И повернулся к стоявшему позади меня человеку. Это был почтальон Мучичка.

— Пане инженер! — с изумлением воскликнул он. — Боже мой, я вас с трудом узнаю! Что с вами?.. Почему вы здесь, а не в Ужгороде?

И, выслушав мое бессвязное объяснение, он засуетился и стал звать меня в дом.
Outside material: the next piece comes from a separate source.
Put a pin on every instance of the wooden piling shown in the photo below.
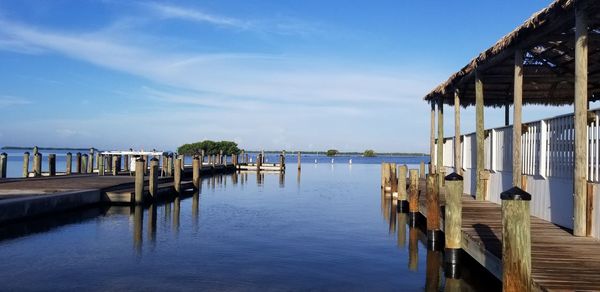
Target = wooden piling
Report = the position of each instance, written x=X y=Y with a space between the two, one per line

— Идемте отсюда, пане. Может пройти пограничная стража, и вас заметят, а это нехорошо. Здесь очень строго — граница! — Мучичка беззвучно засмеялся. — Граница!.. Ваш дом за границей, моя служба осталась за границей, мои яблони, вон те яблони, пане, я их сам посадил десять лет тому назад, принадлежат теперь другой стране.

Почтальон смеялся, но смех его был невеселый.

С неделю я прожил у Мучички, не оставляя надежды на то, что здесь мне все же удастся перейти границу. Я пробовал через Мучичку завязать знакомство с пограничной стражей или найти такого человека, кто смог бы мне помочь. Но все мои попытки и все старания почтальона ни к чему не приводили.

И здесь по ночам вспыхивали ракеты, раздавались выстрелы. Кого-то ловили и, поймав, волокли к домику, где размещалась пограничная стража. Пойманные упирались, молили, кричали, другие шли молча. А днем… днем через чердачное окошко я часами смотрел на крышу своего дома, думая о Ружане и сыне. Это была настоящая пытка — сознавать, что я так близок от них и что я бессилен соединиться с ними.

Наконец, не выдержав всего этого, я решил ехать в Хуст. Может быть, там мне удастся выхлопотать официальное разрешение на переход границы?